Namun, di balik optimisme itu, proyek eksplorasi panas bumi di kawasan Gunung Gede Pangrango, Jawa Barat, menuai kontroversi. Proyek yang diklaim sebagai bagian dari Proyek Strategis Nasional (PSN) ini telah mengundang kekhawatiran masyarakat lokal, khususnya petani yang menggantungkan hidup pada kesuburan tanah dan kelestarian alam.
Geothermal: Potensi dan Risiko
Geothermal merupakan sumber energi terbarukan yang ramah lingkungan jika dikelola dengan baik. Proyek ini dijalankan oleh PT Dayamas Geopatara Pangrangu (DMGP), pemenang lelang eksplorasi di wilayah tersebut sejak April 2022. Namun, keberadaan proyek ini di Gunung Gede Pangrango, kawasan yang kaya akan keanekaragaman hayati, telah memicu protes.
Warga menyebut dampak negatif eksplorasi panas bumi yang pernah terjadi di Dieng, Jawa Tengah, sebagai salah satu alasan penolakan. Kebocoran gas beracun hidrogen sulfida (H₂S) di Dieng mengakibatkan satu pekerja meninggal dunia dan delapan lainnya dirawat akibat keracunan. Masyarakat Gunung Gede khawatir kejadian serupa akan menimpa mereka.
“Gunung ini menjadi tempat leluhur kami. Kalau dihancurkan, bagaimana masa depan anak cucu kami?” keluh seorang warga.

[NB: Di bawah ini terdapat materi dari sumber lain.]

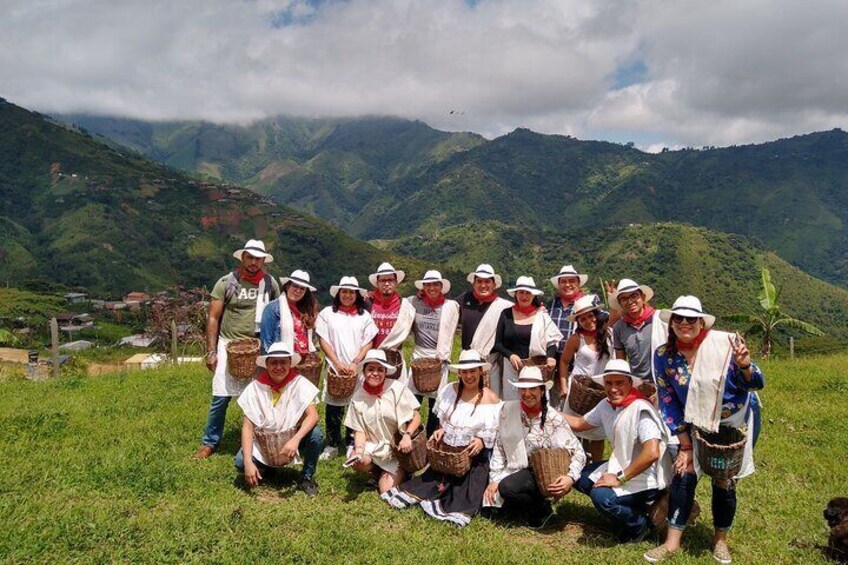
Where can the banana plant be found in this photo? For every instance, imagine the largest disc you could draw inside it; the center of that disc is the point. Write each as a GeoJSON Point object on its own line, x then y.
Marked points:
{"type": "Point", "coordinates": [766, 322]}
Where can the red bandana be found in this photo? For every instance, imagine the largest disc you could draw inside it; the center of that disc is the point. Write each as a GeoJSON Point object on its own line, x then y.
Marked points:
{"type": "Point", "coordinates": [631, 397]}
{"type": "Point", "coordinates": [531, 412]}
{"type": "Point", "coordinates": [486, 299]}
{"type": "Point", "coordinates": [434, 303]}
{"type": "Point", "coordinates": [530, 309]}
{"type": "Point", "coordinates": [640, 320]}
{"type": "Point", "coordinates": [374, 390]}
{"type": "Point", "coordinates": [680, 346]}
{"type": "Point", "coordinates": [254, 279]}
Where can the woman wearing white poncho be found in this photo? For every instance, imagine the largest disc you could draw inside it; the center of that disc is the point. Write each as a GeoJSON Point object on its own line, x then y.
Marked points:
{"type": "Point", "coordinates": [378, 410]}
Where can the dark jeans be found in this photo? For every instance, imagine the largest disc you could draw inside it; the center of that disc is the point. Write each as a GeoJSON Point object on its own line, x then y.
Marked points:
{"type": "Point", "coordinates": [333, 418]}
{"type": "Point", "coordinates": [215, 422]}
{"type": "Point", "coordinates": [521, 494]}
{"type": "Point", "coordinates": [629, 512]}
{"type": "Point", "coordinates": [309, 448]}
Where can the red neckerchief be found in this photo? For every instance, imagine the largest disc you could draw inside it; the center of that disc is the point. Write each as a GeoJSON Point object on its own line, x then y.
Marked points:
{"type": "Point", "coordinates": [254, 279]}
{"type": "Point", "coordinates": [631, 397]}
{"type": "Point", "coordinates": [349, 310]}
{"type": "Point", "coordinates": [374, 390]}
{"type": "Point", "coordinates": [526, 311]}
{"type": "Point", "coordinates": [680, 346]}
{"type": "Point", "coordinates": [640, 320]}
{"type": "Point", "coordinates": [434, 303]}
{"type": "Point", "coordinates": [531, 412]}
{"type": "Point", "coordinates": [486, 299]}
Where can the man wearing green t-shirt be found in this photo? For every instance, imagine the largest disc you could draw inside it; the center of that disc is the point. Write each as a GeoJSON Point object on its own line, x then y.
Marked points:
{"type": "Point", "coordinates": [235, 311]}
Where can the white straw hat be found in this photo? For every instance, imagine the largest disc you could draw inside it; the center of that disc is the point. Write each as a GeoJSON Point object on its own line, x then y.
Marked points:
{"type": "Point", "coordinates": [569, 271]}
{"type": "Point", "coordinates": [617, 367]}
{"type": "Point", "coordinates": [256, 248]}
{"type": "Point", "coordinates": [690, 307]}
{"type": "Point", "coordinates": [433, 276]}
{"type": "Point", "coordinates": [469, 359]}
{"type": "Point", "coordinates": [278, 350]}
{"type": "Point", "coordinates": [485, 271]}
{"type": "Point", "coordinates": [377, 356]}
{"type": "Point", "coordinates": [525, 283]}
{"type": "Point", "coordinates": [298, 277]}
{"type": "Point", "coordinates": [386, 269]}
{"type": "Point", "coordinates": [349, 283]}
{"type": "Point", "coordinates": [626, 286]}
{"type": "Point", "coordinates": [530, 377]}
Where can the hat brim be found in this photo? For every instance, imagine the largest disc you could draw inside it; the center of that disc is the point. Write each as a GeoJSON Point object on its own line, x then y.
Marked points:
{"type": "Point", "coordinates": [334, 290]}
{"type": "Point", "coordinates": [498, 281]}
{"type": "Point", "coordinates": [284, 280]}
{"type": "Point", "coordinates": [372, 278]}
{"type": "Point", "coordinates": [709, 319]}
{"type": "Point", "coordinates": [262, 360]}
{"type": "Point", "coordinates": [258, 254]}
{"type": "Point", "coordinates": [445, 285]}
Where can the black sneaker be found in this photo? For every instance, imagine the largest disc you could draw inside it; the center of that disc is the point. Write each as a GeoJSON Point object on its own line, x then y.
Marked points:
{"type": "Point", "coordinates": [309, 486]}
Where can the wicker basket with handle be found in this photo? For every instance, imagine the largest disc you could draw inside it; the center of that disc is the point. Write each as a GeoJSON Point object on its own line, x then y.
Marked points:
{"type": "Point", "coordinates": [448, 459]}
{"type": "Point", "coordinates": [427, 374]}
{"type": "Point", "coordinates": [241, 357]}
{"type": "Point", "coordinates": [549, 464]}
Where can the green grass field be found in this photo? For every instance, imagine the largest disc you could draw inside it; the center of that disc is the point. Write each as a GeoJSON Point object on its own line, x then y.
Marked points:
{"type": "Point", "coordinates": [98, 470]}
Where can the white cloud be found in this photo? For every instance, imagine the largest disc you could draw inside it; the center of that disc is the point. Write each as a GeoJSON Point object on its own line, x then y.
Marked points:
{"type": "Point", "coordinates": [719, 72]}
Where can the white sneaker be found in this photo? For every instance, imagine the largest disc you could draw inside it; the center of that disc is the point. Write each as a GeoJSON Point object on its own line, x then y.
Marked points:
{"type": "Point", "coordinates": [328, 453]}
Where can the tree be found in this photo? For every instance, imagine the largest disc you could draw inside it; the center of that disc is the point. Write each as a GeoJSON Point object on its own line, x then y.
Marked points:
{"type": "Point", "coordinates": [771, 318]}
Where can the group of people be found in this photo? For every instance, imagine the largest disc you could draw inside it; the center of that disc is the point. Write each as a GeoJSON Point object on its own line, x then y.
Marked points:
{"type": "Point", "coordinates": [518, 364]}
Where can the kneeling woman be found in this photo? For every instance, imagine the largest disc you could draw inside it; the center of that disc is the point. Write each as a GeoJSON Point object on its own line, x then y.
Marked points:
{"type": "Point", "coordinates": [468, 415]}
{"type": "Point", "coordinates": [527, 425]}
{"type": "Point", "coordinates": [277, 401]}
{"type": "Point", "coordinates": [378, 410]}
{"type": "Point", "coordinates": [638, 468]}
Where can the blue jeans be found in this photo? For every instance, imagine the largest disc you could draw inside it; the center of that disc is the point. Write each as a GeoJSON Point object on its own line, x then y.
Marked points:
{"type": "Point", "coordinates": [215, 422]}
{"type": "Point", "coordinates": [309, 447]}
{"type": "Point", "coordinates": [629, 512]}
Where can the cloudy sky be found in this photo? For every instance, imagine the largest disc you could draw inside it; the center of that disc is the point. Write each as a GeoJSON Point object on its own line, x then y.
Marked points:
{"type": "Point", "coordinates": [656, 72]}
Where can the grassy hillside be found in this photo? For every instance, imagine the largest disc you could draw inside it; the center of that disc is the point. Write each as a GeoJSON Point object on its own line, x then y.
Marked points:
{"type": "Point", "coordinates": [102, 474]}
{"type": "Point", "coordinates": [78, 214]}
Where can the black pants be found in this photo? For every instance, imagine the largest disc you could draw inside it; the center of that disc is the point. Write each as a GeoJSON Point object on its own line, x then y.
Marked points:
{"type": "Point", "coordinates": [521, 494]}
{"type": "Point", "coordinates": [333, 418]}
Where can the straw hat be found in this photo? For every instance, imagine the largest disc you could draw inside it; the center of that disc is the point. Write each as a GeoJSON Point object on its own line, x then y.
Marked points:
{"type": "Point", "coordinates": [278, 350]}
{"type": "Point", "coordinates": [433, 276]}
{"type": "Point", "coordinates": [530, 377]}
{"type": "Point", "coordinates": [690, 307]}
{"type": "Point", "coordinates": [569, 271]}
{"type": "Point", "coordinates": [485, 271]}
{"type": "Point", "coordinates": [525, 283]}
{"type": "Point", "coordinates": [377, 356]}
{"type": "Point", "coordinates": [469, 359]}
{"type": "Point", "coordinates": [386, 269]}
{"type": "Point", "coordinates": [256, 248]}
{"type": "Point", "coordinates": [298, 277]}
{"type": "Point", "coordinates": [349, 283]}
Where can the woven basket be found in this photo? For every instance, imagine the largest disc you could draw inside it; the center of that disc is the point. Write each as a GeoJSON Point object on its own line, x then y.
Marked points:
{"type": "Point", "coordinates": [720, 453]}
{"type": "Point", "coordinates": [585, 394]}
{"type": "Point", "coordinates": [542, 362]}
{"type": "Point", "coordinates": [448, 459]}
{"type": "Point", "coordinates": [427, 374]}
{"type": "Point", "coordinates": [549, 464]}
{"type": "Point", "coordinates": [271, 444]}
{"type": "Point", "coordinates": [658, 513]}
{"type": "Point", "coordinates": [241, 357]}
{"type": "Point", "coordinates": [340, 386]}
{"type": "Point", "coordinates": [310, 367]}
{"type": "Point", "coordinates": [416, 459]}
{"type": "Point", "coordinates": [394, 357]}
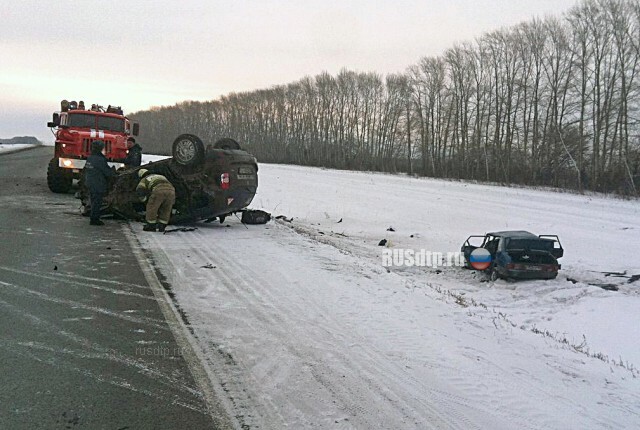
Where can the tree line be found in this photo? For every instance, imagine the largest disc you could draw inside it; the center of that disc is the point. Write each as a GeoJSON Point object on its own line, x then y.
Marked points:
{"type": "Point", "coordinates": [552, 101]}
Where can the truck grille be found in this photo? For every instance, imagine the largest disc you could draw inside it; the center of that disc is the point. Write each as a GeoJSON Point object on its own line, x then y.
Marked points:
{"type": "Point", "coordinates": [86, 145]}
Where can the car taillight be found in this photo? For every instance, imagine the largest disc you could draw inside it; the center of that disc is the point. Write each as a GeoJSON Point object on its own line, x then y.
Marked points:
{"type": "Point", "coordinates": [224, 181]}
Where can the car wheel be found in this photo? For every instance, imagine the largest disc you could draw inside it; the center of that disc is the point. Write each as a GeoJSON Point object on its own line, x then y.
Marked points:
{"type": "Point", "coordinates": [226, 143]}
{"type": "Point", "coordinates": [188, 150]}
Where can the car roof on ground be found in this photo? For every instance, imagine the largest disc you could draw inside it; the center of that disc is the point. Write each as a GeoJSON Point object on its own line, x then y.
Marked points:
{"type": "Point", "coordinates": [515, 234]}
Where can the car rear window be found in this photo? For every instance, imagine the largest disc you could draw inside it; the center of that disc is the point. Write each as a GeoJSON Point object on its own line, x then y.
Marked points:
{"type": "Point", "coordinates": [530, 244]}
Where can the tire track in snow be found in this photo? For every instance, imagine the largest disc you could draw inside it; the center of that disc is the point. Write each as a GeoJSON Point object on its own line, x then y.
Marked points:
{"type": "Point", "coordinates": [380, 377]}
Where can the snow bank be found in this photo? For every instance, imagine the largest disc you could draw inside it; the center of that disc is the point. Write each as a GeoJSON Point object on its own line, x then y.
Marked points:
{"type": "Point", "coordinates": [4, 148]}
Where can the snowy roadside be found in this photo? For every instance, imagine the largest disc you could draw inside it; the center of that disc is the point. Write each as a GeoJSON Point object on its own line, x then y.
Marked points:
{"type": "Point", "coordinates": [14, 147]}
{"type": "Point", "coordinates": [303, 327]}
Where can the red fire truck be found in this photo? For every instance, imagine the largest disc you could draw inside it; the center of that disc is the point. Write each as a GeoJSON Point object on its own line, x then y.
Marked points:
{"type": "Point", "coordinates": [76, 127]}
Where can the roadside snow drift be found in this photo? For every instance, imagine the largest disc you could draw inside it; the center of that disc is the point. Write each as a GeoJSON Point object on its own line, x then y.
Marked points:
{"type": "Point", "coordinates": [303, 327]}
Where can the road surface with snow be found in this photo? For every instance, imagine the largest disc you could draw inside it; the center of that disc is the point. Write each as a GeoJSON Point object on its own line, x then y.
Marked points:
{"type": "Point", "coordinates": [301, 326]}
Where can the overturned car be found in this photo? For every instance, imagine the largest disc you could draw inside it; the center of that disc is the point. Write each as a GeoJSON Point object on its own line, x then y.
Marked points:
{"type": "Point", "coordinates": [514, 255]}
{"type": "Point", "coordinates": [211, 182]}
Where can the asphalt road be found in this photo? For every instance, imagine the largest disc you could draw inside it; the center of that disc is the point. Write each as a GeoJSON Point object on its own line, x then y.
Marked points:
{"type": "Point", "coordinates": [83, 342]}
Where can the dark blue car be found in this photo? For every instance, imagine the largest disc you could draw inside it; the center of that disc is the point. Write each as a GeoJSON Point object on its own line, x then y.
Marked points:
{"type": "Point", "coordinates": [515, 254]}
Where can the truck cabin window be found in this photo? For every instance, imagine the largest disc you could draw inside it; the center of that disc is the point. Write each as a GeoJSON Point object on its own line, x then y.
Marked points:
{"type": "Point", "coordinates": [83, 120]}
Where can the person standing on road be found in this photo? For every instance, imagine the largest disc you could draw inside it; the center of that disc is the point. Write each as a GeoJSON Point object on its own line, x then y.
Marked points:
{"type": "Point", "coordinates": [97, 172]}
{"type": "Point", "coordinates": [160, 196]}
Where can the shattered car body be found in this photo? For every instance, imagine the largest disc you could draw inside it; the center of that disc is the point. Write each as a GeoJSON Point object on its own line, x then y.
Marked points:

Petani sebagai Garda Depan Penolakan
Mayoritas warga Gunung Gede Pangrango adalah petani yang mengandalkan kesuburan tanah dan ketersediaan air untuk bertahan hidup. Mereka khawatir proyek geothermal akan merusak sumber air dan tanah mereka.
“Pertanian kami bergantung pada alam. Kalau alamnya dirusak, otomatis pekerjaan kami juga rusak,” ujar seorang petani.
Selain itu, masyarakat juga mengkritik minimnya transparansi dalam sosialisasi proyek. Warga merasa tidak dilibatkan dalam pengambilan keputusan, meskipun mereka adalah pihak yang paling terdampak.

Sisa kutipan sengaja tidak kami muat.